Mais tarde ou mais cedo, esta é uma questão que será debatida. Afinal, a vida é dom e não um fardo. O próprio Thomas More, canonizado pela Igreja, levantou o problema na Utopia. Mas será necessário, em tempos de economicismo e de menosprezo pelos velhos e doentes, reflectir bem sobre todas as consequências.
5. Finalmente, a sondagem diz que os portugueses confiam, mas não a cem por cento, nos padres e bispos portugueses. Assim, 52, 7% dos inquiridos responderam que confiavam parcialmente nos padres e 49, 8% também parcialmente nos bispos. Admite-se que os escândalos de pedofilia poderão ser uma das explicações. Seja como for, a sondagem revelava que 42, 2% dos portugueses (entre os católicos, 43, 2%) achavam que o Vaticano não tinha lidado bem com a situação. Note-se que o Papa ainda não tinha tido sobre o tema o pronunciamento forte no avião, a caminho de Lisboa, nem tinha pedido expressa e publicamente perdão numa celebração solene no Vaticano.

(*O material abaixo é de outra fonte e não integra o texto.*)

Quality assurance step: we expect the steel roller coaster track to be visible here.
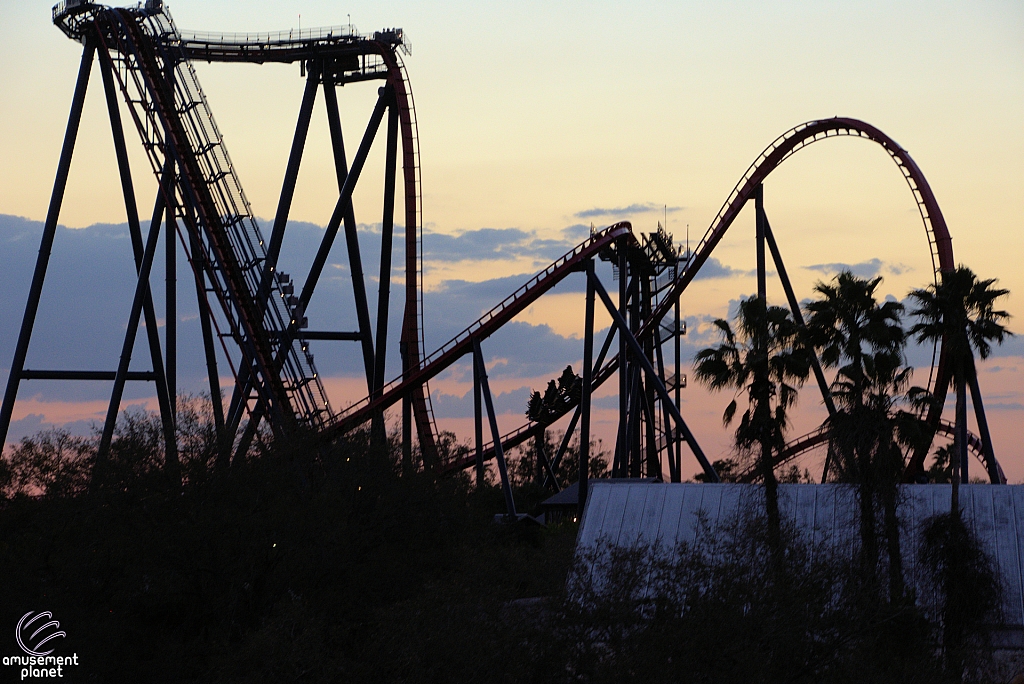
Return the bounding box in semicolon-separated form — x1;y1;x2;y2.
0;1;1002;488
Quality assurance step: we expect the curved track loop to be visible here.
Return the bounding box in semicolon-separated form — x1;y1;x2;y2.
642;118;953;372
379;48;441;462
322;223;635;438
736;420;1005;484
637;117;959;481
442;118;965;481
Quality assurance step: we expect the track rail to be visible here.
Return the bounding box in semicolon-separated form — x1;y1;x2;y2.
164;19;441;458
321;223;635;437
442;118;962;479
75;5;334;435
43;8;973;482
735;420;1005;484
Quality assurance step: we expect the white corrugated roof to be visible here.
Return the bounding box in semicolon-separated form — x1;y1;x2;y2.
577;482;1024;627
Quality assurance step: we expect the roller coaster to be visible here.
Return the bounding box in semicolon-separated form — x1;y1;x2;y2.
0;1;1005;507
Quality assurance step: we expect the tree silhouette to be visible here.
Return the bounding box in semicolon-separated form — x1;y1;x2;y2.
805;271;916;596
908;265;1011;509
693;296;810;555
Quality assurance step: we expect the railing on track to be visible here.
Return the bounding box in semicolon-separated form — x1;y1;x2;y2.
324;223;632;428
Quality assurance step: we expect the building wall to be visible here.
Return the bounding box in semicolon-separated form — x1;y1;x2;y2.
577;482;1024;632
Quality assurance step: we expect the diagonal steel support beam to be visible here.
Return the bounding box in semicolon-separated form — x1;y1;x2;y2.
473;339;517;519
967;355;1003;484
589;269;719;482
760;211;838;481
535;428;560;492
258;62;321;313
0;43;95;449
324;77;375;392
544;323;617;489
95;185;180;487
579;259;597;516
99;49;179;474
299;86;390;314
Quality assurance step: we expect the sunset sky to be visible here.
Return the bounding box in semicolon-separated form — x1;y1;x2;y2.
0;0;1021;480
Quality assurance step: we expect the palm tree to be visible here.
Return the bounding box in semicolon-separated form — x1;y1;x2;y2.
805;271;911;595
693;296;811;556
908;266;1012;512
909;266;1010;668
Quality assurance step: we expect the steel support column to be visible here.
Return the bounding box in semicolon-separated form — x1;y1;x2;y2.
674;288;683;482
615;244;628;477
579;259;596;517
95;186;179;486
165;62;178;419
641;276;658;477
544;323;616;488
98;48;177;467
370;93;399;442
188;225;228;471
0;43;95;448
760;212;839;481
324;76;375;393
654;330;678;482
755;184;766;302
589;270;718;481
967;356;1001;483
474;356;484;487
628;273;642;478
372;94;399;397
473;339;517;518
165;163;177;413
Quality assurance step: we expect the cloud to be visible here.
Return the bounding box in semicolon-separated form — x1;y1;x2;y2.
983;336;1024;359
562;224;592;241
802;259;913;280
803;258;884;278
574;203;682;219
6;414;97;443
421;226;599;264
691;256;753;281
430;384;533;419
987;402;1024;411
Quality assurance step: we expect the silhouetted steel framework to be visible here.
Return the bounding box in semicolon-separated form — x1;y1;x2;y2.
0;0;440;474
0;0;1002;502
426;119;1006;493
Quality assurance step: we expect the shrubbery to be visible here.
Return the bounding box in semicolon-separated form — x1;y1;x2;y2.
0;406;1009;682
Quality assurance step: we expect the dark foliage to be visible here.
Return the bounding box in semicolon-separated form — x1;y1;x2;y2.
0;405;1007;683
922;512;1002;678
558;512;947;684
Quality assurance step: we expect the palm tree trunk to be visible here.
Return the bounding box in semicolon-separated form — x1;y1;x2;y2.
952;376;967;517
857;446;878;586
761;435;781;557
882;483;904;600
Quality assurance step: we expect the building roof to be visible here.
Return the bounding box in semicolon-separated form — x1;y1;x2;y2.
540;478;658;509
577;482;1024;628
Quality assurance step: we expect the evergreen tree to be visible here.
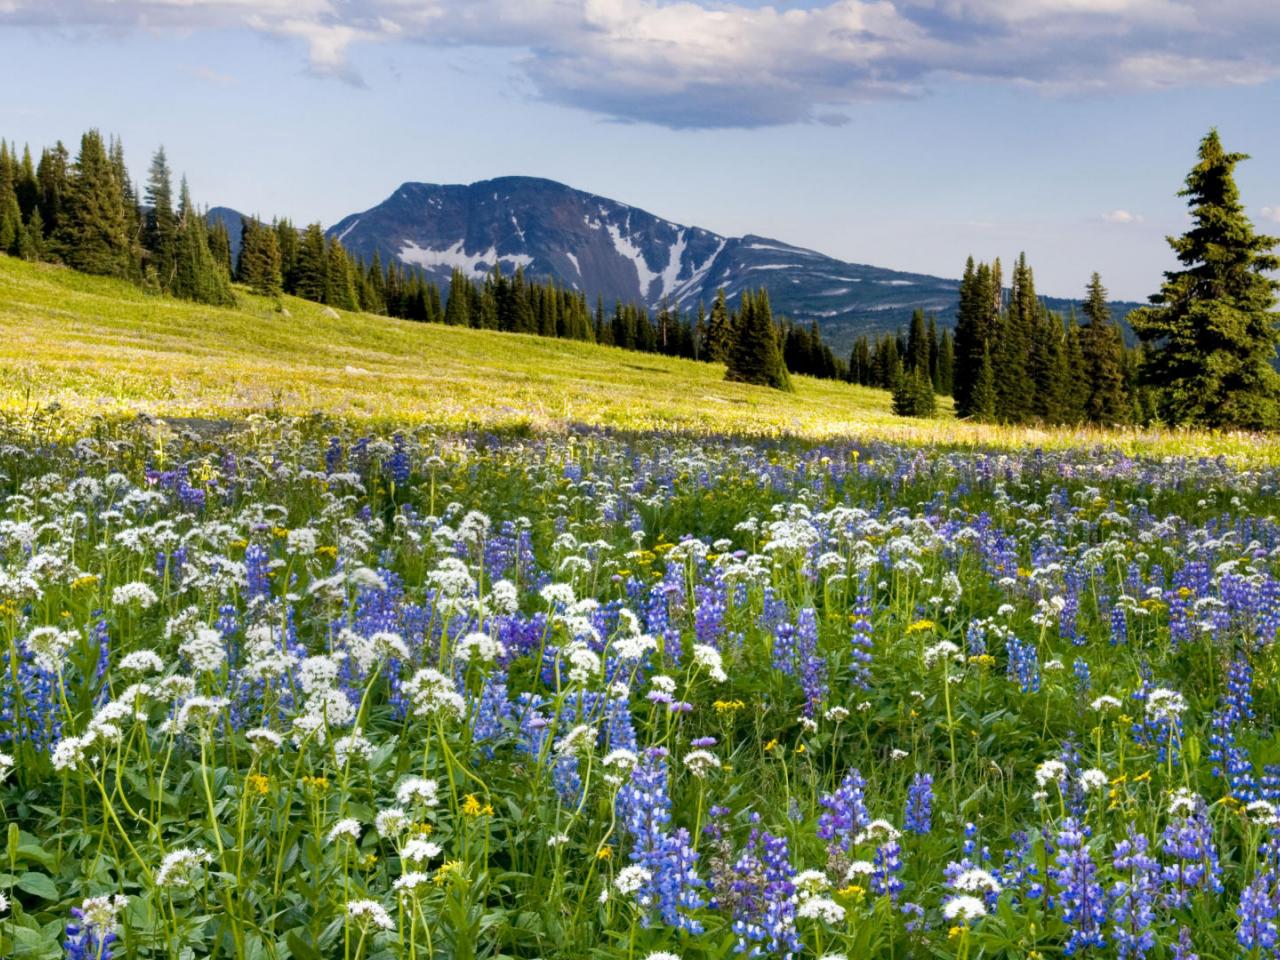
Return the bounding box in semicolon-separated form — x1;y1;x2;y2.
170;181;234;306
293;224;327;303
905;308;930;374
927;315;940;390
237;217;283;297
936;330;955;396
1080;272;1128;424
36;142;69;242
995;253;1035;422
706;288;734;363
207;220;233;279
108;136;143;270
892;367;937;418
953;256;997;416
971;344;997;420
276;218;299;292
1062;314;1090;424
144;147;177;287
1028;308;1065;422
725;289;791;390
14;145;38;222
1129;134;1280;426
443;268;471;326
1130;130;1280;428
57;130;135;278
323;238;359;311
19;206;44;261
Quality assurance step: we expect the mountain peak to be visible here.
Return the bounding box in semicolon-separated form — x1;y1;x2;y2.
323;177;1136;350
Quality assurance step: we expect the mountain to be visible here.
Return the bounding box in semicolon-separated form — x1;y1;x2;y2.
206;206;254;264
318;176;1139;352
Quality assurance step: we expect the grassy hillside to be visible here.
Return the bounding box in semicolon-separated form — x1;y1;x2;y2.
1;255;1277;460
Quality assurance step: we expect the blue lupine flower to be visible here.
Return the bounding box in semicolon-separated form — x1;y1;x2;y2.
1236;870;1279;956
849;595;874;689
1051;818;1107;954
817;768;870;852
904;772;933;835
1110;828;1159;960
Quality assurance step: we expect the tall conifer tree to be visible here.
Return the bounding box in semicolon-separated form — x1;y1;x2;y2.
1130;130;1280;429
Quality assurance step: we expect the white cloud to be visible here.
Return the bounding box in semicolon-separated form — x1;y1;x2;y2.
5;0;1280;126
1260;206;1280;224
1102;209;1144;224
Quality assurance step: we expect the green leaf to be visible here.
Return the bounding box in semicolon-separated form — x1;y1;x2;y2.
16;872;58;900
285;930;323;960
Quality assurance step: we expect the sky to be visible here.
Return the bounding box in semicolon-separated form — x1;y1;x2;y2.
2;1;1279;301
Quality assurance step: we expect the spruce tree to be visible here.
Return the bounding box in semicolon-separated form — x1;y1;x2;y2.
57;130;135;278
892;367;937;418
36;142;69;241
323;239;359;311
725;289;791;391
1130;130;1280;429
293;224;327;303
238;217;283;297
1062;314;1090;424
971;344;997;420
171;182;234;306
144;147;177;287
906;308;930;374
276;218;299;292
1028;308;1065;422
19;207;45;261
1080;272;1128;424
443;269;471;326
706;288;734;363
936;330;955;396
207;220;233;279
995;253;1035;422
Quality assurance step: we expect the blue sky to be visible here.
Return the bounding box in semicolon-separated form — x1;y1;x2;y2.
3;1;1279;301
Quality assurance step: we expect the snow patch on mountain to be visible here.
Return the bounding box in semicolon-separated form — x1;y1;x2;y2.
606;221;659;298
657;229;688;301
335;218;361;244
398;240;533;276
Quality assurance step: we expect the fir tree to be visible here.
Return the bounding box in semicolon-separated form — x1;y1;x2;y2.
936;330;955;396
19;206;45;261
970;344;997;421
1028;308;1065;422
57;130;135;278
293;224;327;303
906;308;930;374
995;253;1035;422
1080;272;1128;424
36;142;69;241
443;268;470;326
706;288;734;363
276;218;299;292
323;238;359;311
1062;313;1090;424
892;366;937;417
144;147;177;287
170;181;234;306
1130;130;1280;429
207;219;233;279
237;217;283;298
725;289;791;391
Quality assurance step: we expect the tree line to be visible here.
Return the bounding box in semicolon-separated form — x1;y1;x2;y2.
5;127;1277;428
0;128;851;385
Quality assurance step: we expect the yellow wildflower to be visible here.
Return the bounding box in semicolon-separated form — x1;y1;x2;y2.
434;860;463;885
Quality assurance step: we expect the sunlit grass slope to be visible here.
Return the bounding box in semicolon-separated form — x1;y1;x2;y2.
2;255;1278;460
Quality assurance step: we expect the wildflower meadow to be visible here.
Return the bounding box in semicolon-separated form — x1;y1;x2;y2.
1;416;1279;960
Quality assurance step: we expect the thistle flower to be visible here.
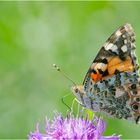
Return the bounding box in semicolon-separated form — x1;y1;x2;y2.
29;113;120;140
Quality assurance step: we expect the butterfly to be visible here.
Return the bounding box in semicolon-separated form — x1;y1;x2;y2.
71;23;140;124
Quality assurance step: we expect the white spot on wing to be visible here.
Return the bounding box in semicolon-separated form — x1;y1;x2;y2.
104;43;113;50
111;44;117;51
124;39;127;44
92;62;107;72
121;45;127;52
104;43;118;52
116;30;122;36
124;23;133;32
96;63;106;68
122;35;126;38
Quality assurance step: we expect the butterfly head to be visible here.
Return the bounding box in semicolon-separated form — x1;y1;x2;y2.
71;85;85;106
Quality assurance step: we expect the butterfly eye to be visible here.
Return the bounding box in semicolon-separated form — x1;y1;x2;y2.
131;103;139;111
75;88;79;93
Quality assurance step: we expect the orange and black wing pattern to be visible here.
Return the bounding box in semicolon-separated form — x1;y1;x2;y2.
83;24;139;87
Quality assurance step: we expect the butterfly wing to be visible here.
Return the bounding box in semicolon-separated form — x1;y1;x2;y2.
83;23;139;91
82;23;140;123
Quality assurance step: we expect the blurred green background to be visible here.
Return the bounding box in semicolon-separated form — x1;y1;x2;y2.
0;1;140;139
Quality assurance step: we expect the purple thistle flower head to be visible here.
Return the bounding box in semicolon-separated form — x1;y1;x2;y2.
29;113;120;140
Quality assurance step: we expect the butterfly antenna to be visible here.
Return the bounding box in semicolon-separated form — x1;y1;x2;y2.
53;64;77;86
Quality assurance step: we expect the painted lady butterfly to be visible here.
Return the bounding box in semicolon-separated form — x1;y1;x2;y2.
71;23;140;124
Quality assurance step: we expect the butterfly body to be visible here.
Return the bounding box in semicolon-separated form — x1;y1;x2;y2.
72;24;140;124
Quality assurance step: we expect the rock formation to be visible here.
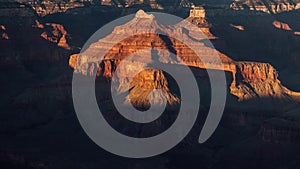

Aqui, é necessário, em primeiro lugar, perceber que agora as pessoas são críticas e já não confiam de modo cego. Ainda bem. De qualquer modo, seria muito interessante questioná-las sobre as razões para este distanciamento. Aí, encontraríamos com certeza que reconhecem que há padres e bispos de alto coturno moral, intelectual, espiritual. Mas, depois, também viria a ladainha das queixas, mais ou menos justas. Um estilo de vida burguês e instalado, pouco conforme com o Evangelho. Padres com demasiada idade, obrigados ao ministério. Incapacidade de compreensão do mundo contemporâneo. Falta de preparação em psicologia, sociologia e mesmo teologia. Homilias gagas e vazias. Celebrações que nada têm a ver com o pedido papal para que sejam lugares de beleza. Onde está o testemunho alegre do Evangelho, uma notícia boa e felicitante? Na presente situação de crise, na qual os mais atingidos não são os ricos, porque não há uma palavra iluminante por parte dos bispos?